Nous commençons par un hall d'exposition accueillant des artistes régionaux. On y trouve aussi une très abondante documentation sur tout ce qu'on peut voir ou faire en Normandie.
Au fond de cette salle commence le circuit qui peut accueillir aussi bien les touristes individuels que les groupes ou les professionnels, avec un nombre de visiteurs annuels d'environ 50 000. Il est conçu pour permettre de suivre l'intégralité de la chaine de fabrication, en l'occurrence du Livarot et du Pont-l'Evêque qui sont les deux fromages fabriqués ici. Le camembert est encore moulé à la louche, mais à Saint-Loup-de-Fribois, près de Crèvecoeur-en-Auge, et le Neuchâtel plus loin, dans la zone d'appellation de ce fromage.
La salle suivante rend hommage aux éleveurs sélectionnés par Graindorge en mettant en valeur le travail de deux couples très différents, Jacqueline et Michel qui travaillent sur le bio, Régis et Marie-Christine avec une salle de traite équipée d'un robot. Tous avec la même démarche de développement de la race normande, nourrie au maximum en pâture ou avec du foin.
C'est une excellente idée de donner ainsi la parole aux producteurs qui sont 130 tous terroirs confondus. Par exemple, et du fait de la petitesse de la zone d'appellation du Neuchâtel ils ne sont qu'une dizaine à fournir le lait à Graindorge pour la fabrication de ce fromage.
Les tanks sont visibles à l'extérieur, rappelant que tout commence avec le lait et les centaines de mètres d'aqueduc sont aussi impressionnants que dans une raffinerie.
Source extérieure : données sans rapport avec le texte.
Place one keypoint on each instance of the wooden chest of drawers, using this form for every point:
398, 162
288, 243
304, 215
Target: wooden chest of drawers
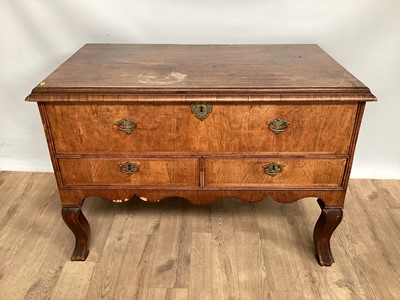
147, 122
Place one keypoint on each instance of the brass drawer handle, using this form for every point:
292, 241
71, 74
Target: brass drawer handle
277, 125
273, 169
129, 167
201, 110
126, 125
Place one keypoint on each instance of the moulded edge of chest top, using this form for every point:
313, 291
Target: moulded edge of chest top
232, 96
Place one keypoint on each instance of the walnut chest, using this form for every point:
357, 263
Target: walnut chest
147, 122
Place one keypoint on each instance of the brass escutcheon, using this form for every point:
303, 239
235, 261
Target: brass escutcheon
126, 125
272, 169
201, 110
277, 125
129, 167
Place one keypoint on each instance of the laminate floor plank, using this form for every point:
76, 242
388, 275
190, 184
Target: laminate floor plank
173, 250
281, 273
225, 274
75, 281
172, 254
250, 264
106, 274
167, 294
136, 267
201, 266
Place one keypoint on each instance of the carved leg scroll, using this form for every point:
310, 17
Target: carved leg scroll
80, 227
329, 219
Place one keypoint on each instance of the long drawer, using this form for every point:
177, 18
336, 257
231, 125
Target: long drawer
229, 128
130, 171
281, 172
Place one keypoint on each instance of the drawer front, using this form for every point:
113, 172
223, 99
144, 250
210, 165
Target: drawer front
112, 171
278, 172
229, 128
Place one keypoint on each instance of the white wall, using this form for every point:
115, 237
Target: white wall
37, 36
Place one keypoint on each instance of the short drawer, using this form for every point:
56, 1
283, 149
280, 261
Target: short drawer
130, 171
280, 172
230, 128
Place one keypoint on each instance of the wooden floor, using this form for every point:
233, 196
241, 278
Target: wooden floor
172, 250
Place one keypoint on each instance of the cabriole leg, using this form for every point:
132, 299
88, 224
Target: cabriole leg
76, 221
327, 222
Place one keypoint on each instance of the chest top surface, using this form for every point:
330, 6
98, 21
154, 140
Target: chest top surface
140, 68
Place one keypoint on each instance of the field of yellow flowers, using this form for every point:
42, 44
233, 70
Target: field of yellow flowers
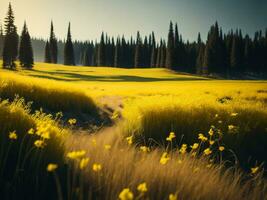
174, 136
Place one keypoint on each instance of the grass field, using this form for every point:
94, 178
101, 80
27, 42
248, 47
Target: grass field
146, 105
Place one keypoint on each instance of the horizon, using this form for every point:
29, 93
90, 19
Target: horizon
191, 18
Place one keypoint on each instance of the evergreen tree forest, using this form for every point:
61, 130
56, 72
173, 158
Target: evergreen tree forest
226, 53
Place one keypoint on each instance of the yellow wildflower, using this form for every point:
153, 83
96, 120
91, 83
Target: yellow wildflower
183, 149
93, 142
232, 129
126, 194
194, 146
211, 132
172, 197
97, 167
31, 131
45, 135
76, 154
115, 115
196, 169
107, 146
51, 167
72, 121
13, 135
142, 187
221, 148
129, 140
164, 158
211, 142
144, 149
254, 170
207, 151
39, 144
209, 165
83, 163
202, 137
171, 136
194, 154
234, 114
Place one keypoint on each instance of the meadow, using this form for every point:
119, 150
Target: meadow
157, 134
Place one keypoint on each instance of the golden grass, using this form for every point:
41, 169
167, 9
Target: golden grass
153, 103
24, 157
125, 166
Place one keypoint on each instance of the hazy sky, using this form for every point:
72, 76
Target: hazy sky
90, 17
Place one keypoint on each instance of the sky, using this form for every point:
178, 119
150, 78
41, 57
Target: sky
116, 17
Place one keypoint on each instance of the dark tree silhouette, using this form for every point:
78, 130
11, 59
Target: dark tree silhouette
25, 50
10, 49
101, 51
137, 55
53, 45
170, 49
69, 58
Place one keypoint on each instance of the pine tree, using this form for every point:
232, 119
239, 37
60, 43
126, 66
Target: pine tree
177, 49
69, 58
53, 45
163, 55
214, 55
1, 40
170, 49
137, 55
235, 60
117, 53
153, 57
47, 53
25, 50
10, 49
159, 54
101, 51
200, 54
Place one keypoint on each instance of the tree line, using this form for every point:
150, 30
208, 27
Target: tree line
222, 53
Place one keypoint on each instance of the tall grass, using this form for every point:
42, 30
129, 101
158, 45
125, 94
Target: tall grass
23, 162
243, 125
125, 166
53, 98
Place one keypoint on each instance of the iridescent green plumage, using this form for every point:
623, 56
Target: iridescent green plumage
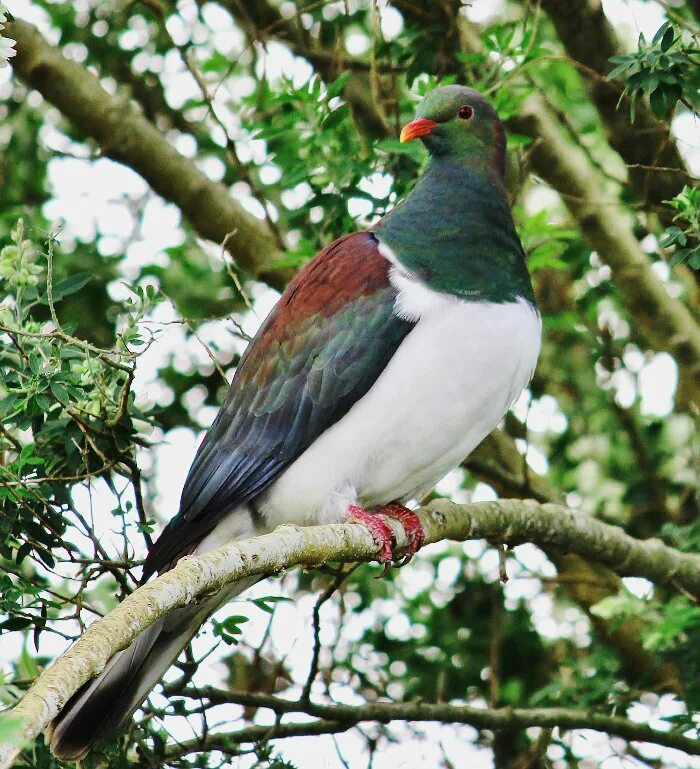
455, 231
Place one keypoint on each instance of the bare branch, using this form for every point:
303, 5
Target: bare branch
126, 136
508, 521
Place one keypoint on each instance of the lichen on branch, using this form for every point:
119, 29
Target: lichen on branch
505, 521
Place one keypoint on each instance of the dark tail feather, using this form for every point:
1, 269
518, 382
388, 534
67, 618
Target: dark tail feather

Car comme on le voit la chaine est unique. Et il faut un sens aigu de l'observation pour comprendre les changements de type de lait ou de fabrication de fromages. On s'en rend compte par le fait qu'un bac est subitement vide et on s'amuse de voir le robot descendre et monter "pour rien". C'est ce qui s'appelle alors brasser de l'air.
















Nous empruntons ensuite une passerelle qui longe le hâloir car il ne faudrait pas croire qu'on emballe le fromage sans ce passage par une période d'affinage. Livarot (à gauche) et Pont l'Evêque (à doite) vieillissent paisiblement.




Il y a au total une assez forte main d'oeuvre, d'à peu près 250 personnes.

A l'origine ces bandelettes, au nombre de 5, comme les galons qui ornent les épaules des colonels de l'armée française ont valu au fromage son surnom de "colonel". C'était le fromage de la région le plus consommé au XIX°, au point d'être baptisé "viande des pauvres".
Ce sont des bandes de papier de couleur verte sur les Livarot pasteurisés. Faciles à reconnaitre donc.